An article published on May 3, 2021, by the Brookings Institute, suggests that the more school districts pay for lunches by hiring more nutritious catering companies, the better students perform in school. The article specifies: “On average, student test scores are 0.03 to 0.04 standard deviations higher (about 4 percentile points).” “Not only that, the test score increases are about 40 percent larger for students who qualify for reduced-price or free school lunches,” the article reads. The quality of school lunches not only should be improved for the sake of student satisfaction but also to an extent for their performance in school which is critical, especially for lower-income students that rely on free lunches.
The quality of the food isn’t the only issue at hand, because there’s also the issue of the limited menu options at CHS. The food items available don’t cover the needs of all the students.

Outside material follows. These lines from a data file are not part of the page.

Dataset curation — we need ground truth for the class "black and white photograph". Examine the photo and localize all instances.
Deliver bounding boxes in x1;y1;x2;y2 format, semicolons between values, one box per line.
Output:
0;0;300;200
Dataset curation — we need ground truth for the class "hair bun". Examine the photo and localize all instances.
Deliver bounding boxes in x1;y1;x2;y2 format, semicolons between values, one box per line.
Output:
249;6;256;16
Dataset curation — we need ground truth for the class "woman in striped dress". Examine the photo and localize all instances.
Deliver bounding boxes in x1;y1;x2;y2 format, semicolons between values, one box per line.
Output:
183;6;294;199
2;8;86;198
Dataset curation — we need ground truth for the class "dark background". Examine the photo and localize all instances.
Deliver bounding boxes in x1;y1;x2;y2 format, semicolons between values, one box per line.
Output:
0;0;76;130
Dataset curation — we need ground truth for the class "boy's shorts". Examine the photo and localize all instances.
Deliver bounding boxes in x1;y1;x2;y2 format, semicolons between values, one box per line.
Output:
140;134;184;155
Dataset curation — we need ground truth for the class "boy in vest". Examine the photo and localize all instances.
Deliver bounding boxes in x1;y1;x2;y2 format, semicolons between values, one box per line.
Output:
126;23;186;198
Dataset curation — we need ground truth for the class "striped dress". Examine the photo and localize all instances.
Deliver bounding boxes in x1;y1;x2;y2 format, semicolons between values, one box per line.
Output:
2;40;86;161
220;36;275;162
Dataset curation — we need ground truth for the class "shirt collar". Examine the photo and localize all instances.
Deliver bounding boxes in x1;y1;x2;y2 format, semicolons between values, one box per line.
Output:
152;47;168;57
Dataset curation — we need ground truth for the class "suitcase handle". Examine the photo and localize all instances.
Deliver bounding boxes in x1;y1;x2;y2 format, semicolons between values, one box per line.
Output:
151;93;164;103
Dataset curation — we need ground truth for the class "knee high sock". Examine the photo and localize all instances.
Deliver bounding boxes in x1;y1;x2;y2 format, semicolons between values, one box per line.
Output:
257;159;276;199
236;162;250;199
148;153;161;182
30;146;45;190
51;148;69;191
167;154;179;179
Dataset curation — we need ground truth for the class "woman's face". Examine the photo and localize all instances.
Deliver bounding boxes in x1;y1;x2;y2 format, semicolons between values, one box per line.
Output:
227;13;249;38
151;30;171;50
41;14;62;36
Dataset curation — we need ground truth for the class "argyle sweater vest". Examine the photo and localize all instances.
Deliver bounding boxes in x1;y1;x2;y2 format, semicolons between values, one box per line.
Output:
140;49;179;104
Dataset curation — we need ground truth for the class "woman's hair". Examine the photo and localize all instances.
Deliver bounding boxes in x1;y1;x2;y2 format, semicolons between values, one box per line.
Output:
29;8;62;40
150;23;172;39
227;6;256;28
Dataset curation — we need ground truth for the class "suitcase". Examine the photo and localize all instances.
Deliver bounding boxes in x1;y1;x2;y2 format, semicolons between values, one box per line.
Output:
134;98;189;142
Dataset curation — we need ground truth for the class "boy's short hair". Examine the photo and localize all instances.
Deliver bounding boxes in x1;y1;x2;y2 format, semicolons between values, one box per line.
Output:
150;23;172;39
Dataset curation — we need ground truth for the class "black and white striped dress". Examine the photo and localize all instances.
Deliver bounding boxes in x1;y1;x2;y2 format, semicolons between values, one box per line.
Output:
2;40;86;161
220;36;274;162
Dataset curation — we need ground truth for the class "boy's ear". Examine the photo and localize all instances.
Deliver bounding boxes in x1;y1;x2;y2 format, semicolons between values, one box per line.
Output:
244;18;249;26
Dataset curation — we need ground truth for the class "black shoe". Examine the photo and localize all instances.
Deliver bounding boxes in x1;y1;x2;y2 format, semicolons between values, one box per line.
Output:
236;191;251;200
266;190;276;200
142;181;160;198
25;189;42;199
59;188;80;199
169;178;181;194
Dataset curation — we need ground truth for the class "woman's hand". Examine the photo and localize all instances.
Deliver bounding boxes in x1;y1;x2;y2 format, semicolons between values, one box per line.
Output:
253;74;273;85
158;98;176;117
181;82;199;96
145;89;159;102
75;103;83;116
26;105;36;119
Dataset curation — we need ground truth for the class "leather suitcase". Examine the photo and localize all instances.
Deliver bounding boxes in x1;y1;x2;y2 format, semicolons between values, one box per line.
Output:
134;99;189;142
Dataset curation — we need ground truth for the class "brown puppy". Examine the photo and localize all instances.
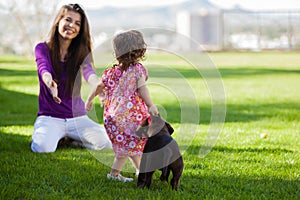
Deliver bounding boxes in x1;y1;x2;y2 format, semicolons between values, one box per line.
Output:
136;115;184;190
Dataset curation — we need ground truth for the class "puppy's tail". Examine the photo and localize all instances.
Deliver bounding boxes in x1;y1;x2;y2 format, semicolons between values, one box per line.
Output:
160;166;170;182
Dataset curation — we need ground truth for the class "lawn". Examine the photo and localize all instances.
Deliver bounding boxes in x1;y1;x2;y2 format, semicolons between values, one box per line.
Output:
0;52;300;199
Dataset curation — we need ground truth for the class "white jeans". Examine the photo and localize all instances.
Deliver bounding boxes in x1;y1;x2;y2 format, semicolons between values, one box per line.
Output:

Some members of the CHS student body are vegetarian or have other dietary issues, and often there are barely any viable options for school lunches. Sophomore Saisha Bhutani is a vegetarian and has criticized the school lunch menu for not being adjusted to her diet. “The only thing I can have is the pizza and the bento box. I can’t eat anything else because all the sandwiches have meat in them,” said Bhutani.
The school lunches are supposed to provide for as many students as possible here at CHS, but there are barely any options for those who have dietary restrictions like vegetarians. For most days, the lunch menu items contain some sort of meat-based substance, but there are only two options available to those who are vegetarian for example. One option is the bento box, containing hummus, pita bread, carrots, and grapes. The bento boxes often suffer from glaring problems that render them inedible, as Bhutani said, “The grapes were shriveled up and had brown spots.” The other option available to vegetarians is cheese pizza, a menu item popularly known for being greasy and therefore totally unhealthy. The menu item may also exclude vegans who shouldn’t consume dairy.
Some lower-income students are not able to purchase the food they need outside of school, so they rely on the food that’s being given to them. If any of the foods are greasy, unhealthy, or if they have some kind of restriction on certain foods, it would serve as a detriment to them because this is the food they need to get throughout the school day and may possibly be the only meal they have during the day.
The food served as school lunches at CHS is organized by a third-party catering company that works under contract with the Clayton school district. This company, Chartwells, has a regional operation at Clayton, and the company has had a history of neglecting nutrition standards and menu options in other schools. Chartwells received an award from the National Restaurant Association, a lobbying group that has sought to push for policies to lower standards for school nutrition. It’s clear that the Clayton school district needs to drastically change its school lunches for the education and wellbeing of its students, whether it’d be reforming the local branch of Chartwells or by agreeing to a contract with a catering company that has an active precedent of serving in the interest of student nutrition, although much input is needed.